Postby scotia » December 26th, 2017, 10:16 pm

Apologies for the resurrection. Pre-Christmas reading of threads I don't normally read.

This also applies to myself
I seem to go back a bit further than most responders. I was first introduced to computing using an Algol derivative running on a KDF9 computer, with programs punched on tape via flexowriters. Then an IBM 360 arrived - with punched card input. But it was a PDP8 that actually kindled my interest in computing, and its small instruction set made assembly language programming a dawdle. Then came the PDP11 with its large instruction set and multiple addressing modes which made assembly language programming a nightmare - hence the birth of "C". However I really wish the authors had continued refining their approach - and possibly tried with a "D" or an "E" or....
At that stage I deviated off into Intel microprocessors and S100 Bus computers. I tried writing my own simple floppy disk operating system before gratefully adopting CP/M, then later CP/M86 before admitting that DOS had won the day on the IBM PC.

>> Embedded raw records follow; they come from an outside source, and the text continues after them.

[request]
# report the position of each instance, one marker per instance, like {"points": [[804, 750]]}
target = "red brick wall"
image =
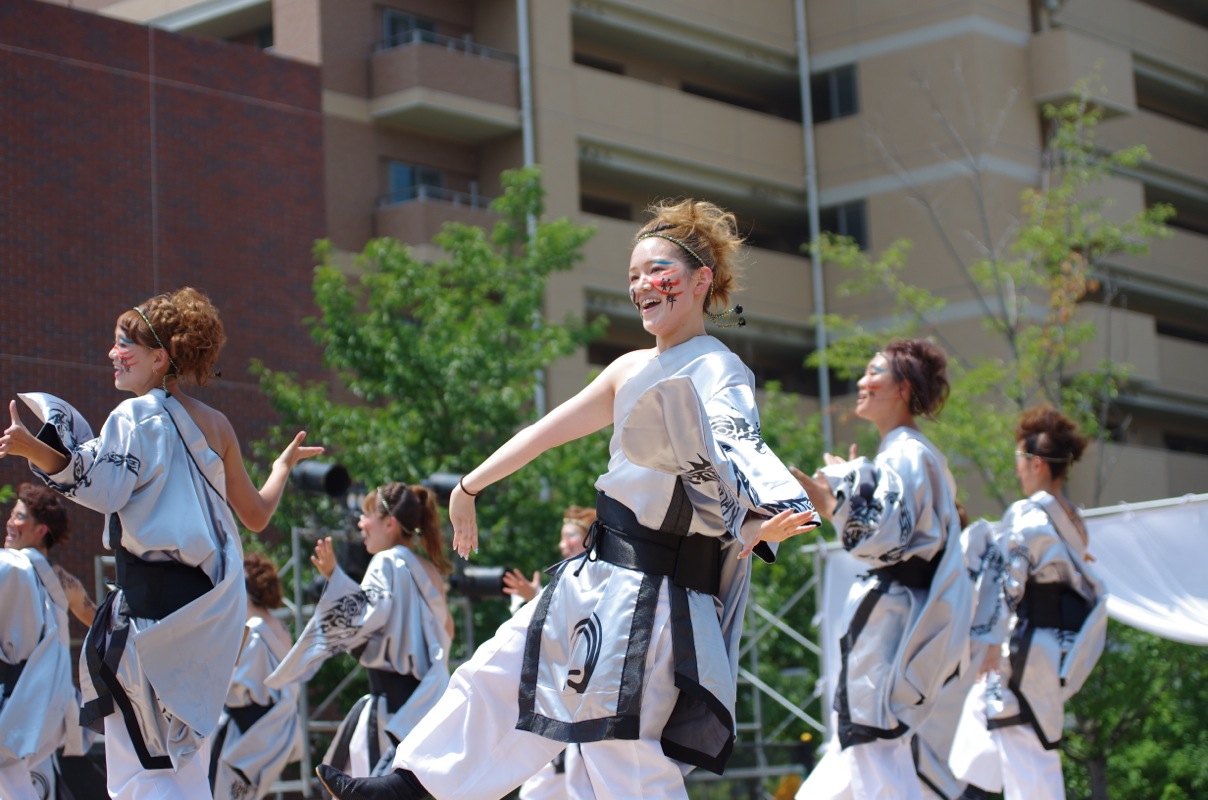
{"points": [[132, 162]]}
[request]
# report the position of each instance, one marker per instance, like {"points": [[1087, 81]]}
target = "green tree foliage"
{"points": [[1142, 722], [1139, 725], [437, 364], [1028, 285]]}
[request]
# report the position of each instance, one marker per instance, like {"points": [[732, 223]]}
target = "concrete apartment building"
{"points": [[621, 102]]}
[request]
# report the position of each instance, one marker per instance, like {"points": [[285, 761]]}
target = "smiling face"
{"points": [[668, 294], [379, 531], [135, 366], [880, 398], [22, 529]]}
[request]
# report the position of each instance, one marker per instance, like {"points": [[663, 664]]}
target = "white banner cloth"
{"points": [[1151, 557]]}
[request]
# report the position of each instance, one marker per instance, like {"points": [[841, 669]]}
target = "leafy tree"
{"points": [[1028, 283], [1142, 722], [437, 364], [1139, 723]]}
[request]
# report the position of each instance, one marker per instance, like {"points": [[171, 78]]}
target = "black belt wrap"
{"points": [[155, 589], [915, 573], [691, 561], [10, 673], [394, 687], [1053, 606], [244, 717]]}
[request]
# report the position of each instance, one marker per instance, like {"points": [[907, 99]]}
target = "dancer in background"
{"points": [[550, 783], [631, 650], [39, 522], [163, 470], [396, 622], [35, 674], [1045, 610], [576, 521], [260, 731], [909, 621]]}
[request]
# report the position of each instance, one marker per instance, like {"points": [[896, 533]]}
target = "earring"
{"points": [[729, 318]]}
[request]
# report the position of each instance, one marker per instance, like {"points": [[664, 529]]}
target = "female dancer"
{"points": [[260, 731], [1046, 609], [910, 619], [163, 469], [396, 622], [631, 650], [39, 522], [576, 521]]}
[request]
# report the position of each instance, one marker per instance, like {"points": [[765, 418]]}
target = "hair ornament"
{"points": [[681, 243], [172, 361], [731, 317]]}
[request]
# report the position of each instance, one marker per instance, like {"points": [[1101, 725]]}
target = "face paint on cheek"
{"points": [[667, 288]]}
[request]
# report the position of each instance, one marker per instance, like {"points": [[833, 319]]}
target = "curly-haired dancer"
{"points": [[1043, 607], [157, 661], [909, 626], [631, 649]]}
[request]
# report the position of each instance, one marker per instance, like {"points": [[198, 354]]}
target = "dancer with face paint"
{"points": [[909, 621], [631, 649], [396, 622], [166, 471], [260, 731], [1044, 609], [36, 695], [39, 522]]}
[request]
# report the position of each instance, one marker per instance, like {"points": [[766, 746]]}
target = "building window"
{"points": [[402, 28], [407, 181], [834, 94], [849, 219]]}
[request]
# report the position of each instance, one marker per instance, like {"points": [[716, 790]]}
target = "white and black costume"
{"points": [[907, 629], [395, 624], [1047, 607], [162, 648], [260, 731], [77, 738], [35, 672], [631, 650]]}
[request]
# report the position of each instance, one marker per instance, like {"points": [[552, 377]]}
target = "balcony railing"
{"points": [[454, 45], [469, 200]]}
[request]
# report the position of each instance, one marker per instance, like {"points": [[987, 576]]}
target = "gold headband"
{"points": [[674, 241], [175, 369]]}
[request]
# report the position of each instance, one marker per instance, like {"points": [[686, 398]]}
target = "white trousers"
{"points": [[1029, 771], [129, 781], [468, 747], [551, 784], [16, 782], [877, 770]]}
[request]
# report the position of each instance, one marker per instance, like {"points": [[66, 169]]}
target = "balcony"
{"points": [[417, 215], [1183, 366], [1062, 57], [447, 86], [1172, 270]]}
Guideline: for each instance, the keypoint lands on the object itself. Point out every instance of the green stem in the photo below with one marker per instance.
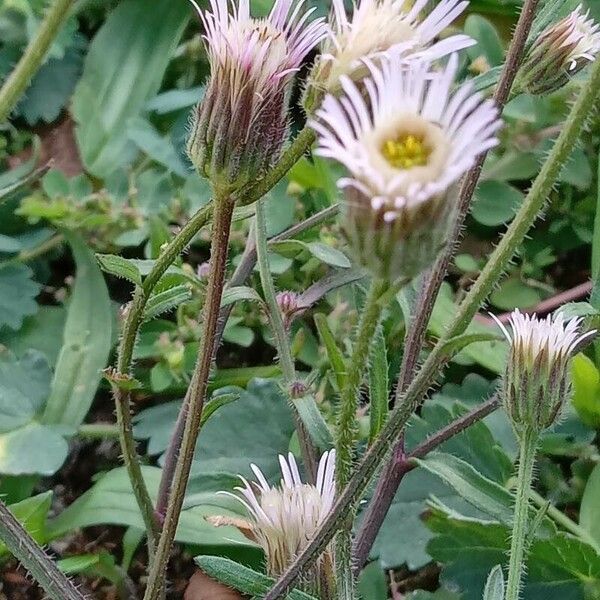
(42, 568)
(563, 520)
(488, 278)
(194, 402)
(282, 342)
(347, 429)
(32, 58)
(518, 547)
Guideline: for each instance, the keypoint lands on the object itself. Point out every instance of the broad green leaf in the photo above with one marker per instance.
(87, 340)
(124, 67)
(558, 567)
(111, 501)
(155, 424)
(484, 494)
(379, 385)
(495, 203)
(494, 586)
(586, 390)
(242, 578)
(166, 300)
(589, 511)
(17, 295)
(32, 514)
(32, 449)
(491, 355)
(24, 387)
(120, 267)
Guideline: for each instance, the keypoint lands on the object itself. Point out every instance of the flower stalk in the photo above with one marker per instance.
(193, 404)
(497, 263)
(32, 58)
(42, 568)
(527, 449)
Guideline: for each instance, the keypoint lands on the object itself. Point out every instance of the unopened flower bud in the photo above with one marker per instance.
(405, 146)
(378, 28)
(536, 382)
(240, 126)
(560, 52)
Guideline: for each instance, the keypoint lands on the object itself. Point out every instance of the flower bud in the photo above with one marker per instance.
(536, 382)
(405, 146)
(378, 28)
(560, 52)
(240, 126)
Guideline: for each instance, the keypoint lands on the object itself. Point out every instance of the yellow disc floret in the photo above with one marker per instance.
(406, 151)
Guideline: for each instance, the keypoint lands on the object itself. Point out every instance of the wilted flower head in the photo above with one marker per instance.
(284, 518)
(536, 382)
(404, 147)
(241, 123)
(560, 52)
(377, 28)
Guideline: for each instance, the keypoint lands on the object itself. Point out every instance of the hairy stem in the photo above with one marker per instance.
(371, 523)
(281, 337)
(193, 404)
(32, 58)
(497, 263)
(391, 474)
(42, 568)
(527, 449)
(134, 317)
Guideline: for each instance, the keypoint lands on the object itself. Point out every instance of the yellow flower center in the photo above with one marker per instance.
(406, 151)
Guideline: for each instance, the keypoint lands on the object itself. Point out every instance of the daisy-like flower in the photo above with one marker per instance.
(404, 146)
(284, 518)
(560, 52)
(378, 27)
(536, 381)
(241, 124)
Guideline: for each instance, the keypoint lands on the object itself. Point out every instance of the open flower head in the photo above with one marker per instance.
(377, 28)
(404, 147)
(560, 52)
(241, 123)
(536, 381)
(284, 518)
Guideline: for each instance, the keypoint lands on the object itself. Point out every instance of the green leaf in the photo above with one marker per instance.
(488, 44)
(32, 513)
(120, 267)
(495, 203)
(24, 387)
(111, 501)
(484, 494)
(242, 578)
(124, 67)
(87, 340)
(379, 385)
(586, 390)
(17, 295)
(336, 358)
(589, 511)
(494, 586)
(313, 420)
(166, 300)
(155, 424)
(491, 355)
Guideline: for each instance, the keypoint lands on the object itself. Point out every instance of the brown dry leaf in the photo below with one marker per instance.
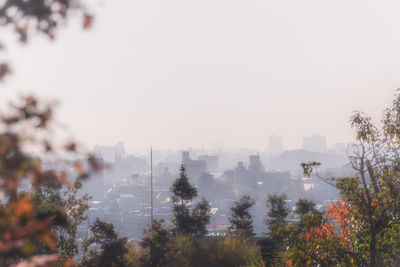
(87, 21)
(79, 167)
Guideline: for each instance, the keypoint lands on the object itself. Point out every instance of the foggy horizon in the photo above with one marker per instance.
(178, 75)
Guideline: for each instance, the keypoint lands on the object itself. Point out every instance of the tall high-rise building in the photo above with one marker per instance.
(275, 145)
(315, 143)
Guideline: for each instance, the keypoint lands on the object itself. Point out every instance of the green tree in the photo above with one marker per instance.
(157, 245)
(276, 215)
(188, 219)
(272, 244)
(373, 194)
(110, 249)
(241, 219)
(26, 228)
(65, 209)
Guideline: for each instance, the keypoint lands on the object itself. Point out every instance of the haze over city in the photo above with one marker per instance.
(180, 74)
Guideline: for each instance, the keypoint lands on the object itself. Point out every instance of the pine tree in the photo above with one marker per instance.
(188, 220)
(241, 219)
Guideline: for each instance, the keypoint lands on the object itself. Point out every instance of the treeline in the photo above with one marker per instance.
(39, 227)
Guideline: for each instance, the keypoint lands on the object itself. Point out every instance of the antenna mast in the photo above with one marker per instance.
(151, 184)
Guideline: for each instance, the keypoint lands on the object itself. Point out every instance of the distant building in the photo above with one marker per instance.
(315, 143)
(111, 153)
(339, 148)
(275, 145)
(194, 168)
(212, 162)
(255, 164)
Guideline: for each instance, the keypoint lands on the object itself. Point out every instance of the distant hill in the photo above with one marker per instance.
(291, 159)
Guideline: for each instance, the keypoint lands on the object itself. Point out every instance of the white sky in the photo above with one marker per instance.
(192, 73)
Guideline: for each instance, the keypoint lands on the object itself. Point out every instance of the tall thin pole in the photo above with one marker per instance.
(151, 183)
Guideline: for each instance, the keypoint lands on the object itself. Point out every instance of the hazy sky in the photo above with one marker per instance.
(185, 73)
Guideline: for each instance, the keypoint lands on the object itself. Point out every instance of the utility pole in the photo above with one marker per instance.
(151, 185)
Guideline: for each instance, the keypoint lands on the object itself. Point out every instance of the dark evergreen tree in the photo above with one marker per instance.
(188, 220)
(241, 219)
(277, 213)
(272, 244)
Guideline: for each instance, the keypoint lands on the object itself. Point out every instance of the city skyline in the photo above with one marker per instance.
(178, 74)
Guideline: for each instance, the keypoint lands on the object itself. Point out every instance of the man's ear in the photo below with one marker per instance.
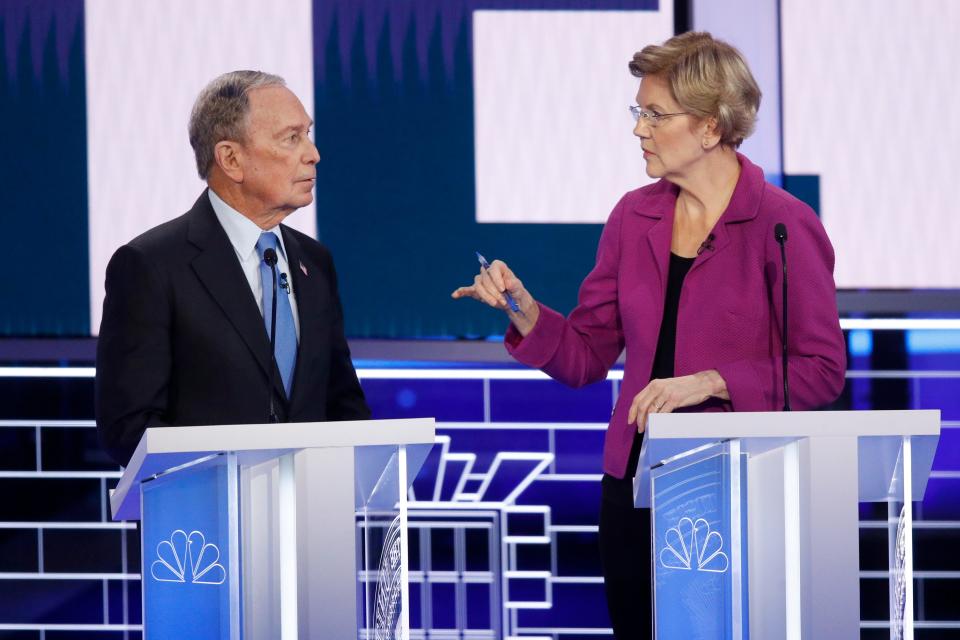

A bit later I got involved in Networking. Internet Protocol was an interesting "amateur" introduction - but there were commercial alternatives - e.g. DECNet, and UK academic alternatives (JANET). However working with a major multi-national company, I agreed that Internet Protocol would be a stop-gap solution, and ultimately the world would adopt ISO Networking. It is only within the last few years that I threw out the large number of volumes describing the ISO proposals. Internet Protocol won hands down.